What Eisner explains so well is this illogical paradigm in education that administration and moving out of the classroom is a reward for the time spent with kids and a reprieve from the work happening "in the trenches". Now, I will not say that my job as an administrator is easy. There are certainly more substantial stressors due to accountability, the impact my decisions have on the people in the building and the overall performance and successes of the school. However, there is certainly a misconception that administrators have a greater impact. We can change policy and shift culture. We can make decisions and determine goals but there is not an administrator in a building that has the time and capacity to impact the lives of kids like teachers do each and every class period, each and every day.

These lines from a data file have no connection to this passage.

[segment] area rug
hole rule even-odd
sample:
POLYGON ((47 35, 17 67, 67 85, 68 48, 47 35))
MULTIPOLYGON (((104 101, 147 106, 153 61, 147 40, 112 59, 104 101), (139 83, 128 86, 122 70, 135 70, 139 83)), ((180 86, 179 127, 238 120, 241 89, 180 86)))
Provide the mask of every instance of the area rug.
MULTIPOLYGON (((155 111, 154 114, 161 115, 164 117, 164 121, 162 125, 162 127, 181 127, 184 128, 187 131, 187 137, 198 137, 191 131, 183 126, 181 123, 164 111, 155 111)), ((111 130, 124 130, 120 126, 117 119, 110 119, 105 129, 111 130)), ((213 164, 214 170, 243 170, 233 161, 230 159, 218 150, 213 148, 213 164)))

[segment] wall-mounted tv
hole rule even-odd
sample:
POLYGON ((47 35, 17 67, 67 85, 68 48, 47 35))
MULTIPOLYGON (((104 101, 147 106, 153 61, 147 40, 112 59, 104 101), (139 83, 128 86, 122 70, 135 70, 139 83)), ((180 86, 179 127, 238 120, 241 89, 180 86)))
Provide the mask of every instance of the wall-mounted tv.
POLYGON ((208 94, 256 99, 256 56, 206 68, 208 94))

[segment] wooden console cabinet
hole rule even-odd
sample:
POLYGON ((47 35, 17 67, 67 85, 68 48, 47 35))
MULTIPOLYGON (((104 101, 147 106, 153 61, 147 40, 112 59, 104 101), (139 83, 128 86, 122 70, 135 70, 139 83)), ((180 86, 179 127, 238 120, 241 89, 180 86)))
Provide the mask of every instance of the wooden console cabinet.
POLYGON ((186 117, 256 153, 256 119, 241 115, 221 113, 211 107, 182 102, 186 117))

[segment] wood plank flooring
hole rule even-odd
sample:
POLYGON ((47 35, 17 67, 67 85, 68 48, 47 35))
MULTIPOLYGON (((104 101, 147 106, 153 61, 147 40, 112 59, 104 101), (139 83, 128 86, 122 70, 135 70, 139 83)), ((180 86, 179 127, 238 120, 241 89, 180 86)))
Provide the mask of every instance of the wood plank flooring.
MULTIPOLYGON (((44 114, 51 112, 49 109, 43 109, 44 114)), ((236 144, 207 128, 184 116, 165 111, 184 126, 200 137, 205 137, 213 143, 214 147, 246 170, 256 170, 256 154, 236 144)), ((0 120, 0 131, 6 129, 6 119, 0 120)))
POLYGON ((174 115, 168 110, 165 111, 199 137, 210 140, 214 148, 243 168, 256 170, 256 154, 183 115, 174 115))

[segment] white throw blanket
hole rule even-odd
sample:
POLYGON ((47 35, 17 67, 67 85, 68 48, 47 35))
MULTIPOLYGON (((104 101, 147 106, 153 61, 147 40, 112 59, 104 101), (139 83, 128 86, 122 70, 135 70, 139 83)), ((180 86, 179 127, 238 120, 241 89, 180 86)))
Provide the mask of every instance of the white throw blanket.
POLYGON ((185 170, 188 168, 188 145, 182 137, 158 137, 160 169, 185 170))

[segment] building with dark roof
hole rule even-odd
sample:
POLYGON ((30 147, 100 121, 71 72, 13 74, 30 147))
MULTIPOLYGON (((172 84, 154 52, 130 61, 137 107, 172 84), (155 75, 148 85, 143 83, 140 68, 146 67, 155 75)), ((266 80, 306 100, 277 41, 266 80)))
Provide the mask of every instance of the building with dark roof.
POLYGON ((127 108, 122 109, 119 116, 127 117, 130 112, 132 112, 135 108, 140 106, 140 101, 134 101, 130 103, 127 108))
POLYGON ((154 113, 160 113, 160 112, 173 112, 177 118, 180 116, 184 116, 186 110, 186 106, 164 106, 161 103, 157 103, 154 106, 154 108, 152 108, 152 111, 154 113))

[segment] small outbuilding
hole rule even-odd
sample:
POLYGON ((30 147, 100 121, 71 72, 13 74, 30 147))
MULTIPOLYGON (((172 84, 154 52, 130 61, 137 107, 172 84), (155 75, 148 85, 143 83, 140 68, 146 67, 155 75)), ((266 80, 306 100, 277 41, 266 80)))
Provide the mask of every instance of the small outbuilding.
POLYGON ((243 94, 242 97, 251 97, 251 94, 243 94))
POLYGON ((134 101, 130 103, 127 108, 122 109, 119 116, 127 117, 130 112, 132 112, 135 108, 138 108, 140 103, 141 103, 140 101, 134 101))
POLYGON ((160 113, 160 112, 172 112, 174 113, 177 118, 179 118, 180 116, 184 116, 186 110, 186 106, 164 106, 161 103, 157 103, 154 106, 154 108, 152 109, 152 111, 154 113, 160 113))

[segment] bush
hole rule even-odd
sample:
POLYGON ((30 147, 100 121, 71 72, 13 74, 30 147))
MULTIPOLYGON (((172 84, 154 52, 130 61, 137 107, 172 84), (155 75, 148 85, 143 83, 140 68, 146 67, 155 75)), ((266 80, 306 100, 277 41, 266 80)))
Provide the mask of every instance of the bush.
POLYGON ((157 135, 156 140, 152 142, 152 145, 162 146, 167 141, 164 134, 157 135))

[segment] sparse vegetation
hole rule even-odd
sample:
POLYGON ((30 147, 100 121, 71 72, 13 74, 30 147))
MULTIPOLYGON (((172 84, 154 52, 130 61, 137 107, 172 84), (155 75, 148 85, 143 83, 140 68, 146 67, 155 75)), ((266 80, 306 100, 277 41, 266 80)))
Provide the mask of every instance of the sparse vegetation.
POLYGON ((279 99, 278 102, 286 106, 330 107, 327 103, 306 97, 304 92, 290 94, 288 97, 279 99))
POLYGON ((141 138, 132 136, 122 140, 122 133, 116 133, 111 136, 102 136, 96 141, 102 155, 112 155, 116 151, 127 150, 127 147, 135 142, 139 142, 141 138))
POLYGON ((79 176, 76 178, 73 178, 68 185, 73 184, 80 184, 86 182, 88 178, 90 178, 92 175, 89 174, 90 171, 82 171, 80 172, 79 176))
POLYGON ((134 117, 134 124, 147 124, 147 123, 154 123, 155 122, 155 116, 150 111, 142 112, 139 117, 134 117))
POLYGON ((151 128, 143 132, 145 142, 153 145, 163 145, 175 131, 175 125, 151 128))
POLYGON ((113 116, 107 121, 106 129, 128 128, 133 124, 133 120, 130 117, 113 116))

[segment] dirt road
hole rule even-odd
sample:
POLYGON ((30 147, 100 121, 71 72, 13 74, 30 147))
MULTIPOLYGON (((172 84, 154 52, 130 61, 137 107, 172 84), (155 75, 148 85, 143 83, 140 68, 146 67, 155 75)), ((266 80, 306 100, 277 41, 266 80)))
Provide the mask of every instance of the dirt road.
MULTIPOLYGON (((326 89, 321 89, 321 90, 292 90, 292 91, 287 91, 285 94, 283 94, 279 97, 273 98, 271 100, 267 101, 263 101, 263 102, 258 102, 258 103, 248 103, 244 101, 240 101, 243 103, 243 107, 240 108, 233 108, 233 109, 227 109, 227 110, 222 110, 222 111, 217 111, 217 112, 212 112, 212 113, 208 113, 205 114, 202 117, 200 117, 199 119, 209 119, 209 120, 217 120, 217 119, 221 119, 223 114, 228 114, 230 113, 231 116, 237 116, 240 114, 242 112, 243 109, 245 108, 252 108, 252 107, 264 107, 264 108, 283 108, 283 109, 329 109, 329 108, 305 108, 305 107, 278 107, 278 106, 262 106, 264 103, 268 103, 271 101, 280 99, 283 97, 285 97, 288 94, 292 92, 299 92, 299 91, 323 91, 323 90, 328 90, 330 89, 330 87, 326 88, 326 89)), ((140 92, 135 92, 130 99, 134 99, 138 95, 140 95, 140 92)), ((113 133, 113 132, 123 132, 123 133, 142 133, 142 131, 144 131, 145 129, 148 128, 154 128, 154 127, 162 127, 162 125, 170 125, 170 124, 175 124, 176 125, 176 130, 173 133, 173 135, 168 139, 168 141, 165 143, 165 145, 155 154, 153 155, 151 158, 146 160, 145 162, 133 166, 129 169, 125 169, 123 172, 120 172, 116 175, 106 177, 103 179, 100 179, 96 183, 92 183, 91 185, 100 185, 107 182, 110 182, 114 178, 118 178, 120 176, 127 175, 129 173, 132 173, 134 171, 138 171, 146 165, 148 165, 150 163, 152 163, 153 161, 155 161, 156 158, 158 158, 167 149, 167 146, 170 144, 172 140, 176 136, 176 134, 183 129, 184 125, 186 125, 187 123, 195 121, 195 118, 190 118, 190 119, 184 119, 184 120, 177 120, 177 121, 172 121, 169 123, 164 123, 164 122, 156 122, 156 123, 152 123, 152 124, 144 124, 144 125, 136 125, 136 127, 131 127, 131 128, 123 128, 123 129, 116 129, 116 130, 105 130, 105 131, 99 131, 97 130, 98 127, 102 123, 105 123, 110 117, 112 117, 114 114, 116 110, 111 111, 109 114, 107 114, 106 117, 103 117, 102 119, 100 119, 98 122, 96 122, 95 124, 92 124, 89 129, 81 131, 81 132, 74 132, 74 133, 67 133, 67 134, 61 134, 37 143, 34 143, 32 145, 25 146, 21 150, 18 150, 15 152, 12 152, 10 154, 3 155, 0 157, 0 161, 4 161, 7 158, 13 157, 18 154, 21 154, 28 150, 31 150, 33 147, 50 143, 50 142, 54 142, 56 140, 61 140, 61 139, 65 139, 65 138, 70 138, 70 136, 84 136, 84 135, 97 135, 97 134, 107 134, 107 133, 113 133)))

My experience with the teacher in my own building and the work by Eisner made me think of two essential questions that administrators must ask when supporting teachers whose ultimate desire is to stay in the classroom but who fight against the tide that asks them to step away - even if that is against their professional goals. First, what conditions (professional or personal) feel like the biggest obstacles to staying in the classroom? Second, what support do you need (again personal or professional) to stay in the classroom and continue your direct impact on students? 

These questions are simple and straightforward but they provide two acknowledgements. First, they acknowledge that staying in the classroom not just good enough but may represent the most selfless work in education and second, that there are personal and professional obstacles to keeping great teachers in the classroom that can be overcome through collaboration and creativity. 

At the end of the same day that the teacher mentioned above expressed his concern and frustration with the paradigm of having to leave the classroom in order to "progress" I went to his room to encourage him that his role was the most impactful in the school. I opened his door ready to remind him of this truth and he was surrounded by a dozen students who were preparing for the school's spring musical. Not wanting to interrupt I walked out and headed home. I thought about the essential role of teachers, the impact they have on kids and the purity of the job. I was admittedly a little envious that his classroom was filled with kids after school, which was something I loved in my days as a teacher. And I determined that not only would I help him stay in the classroom as long as possible but I will always remind teachers that their work in the classroom is more important than any other work that occurs within a school.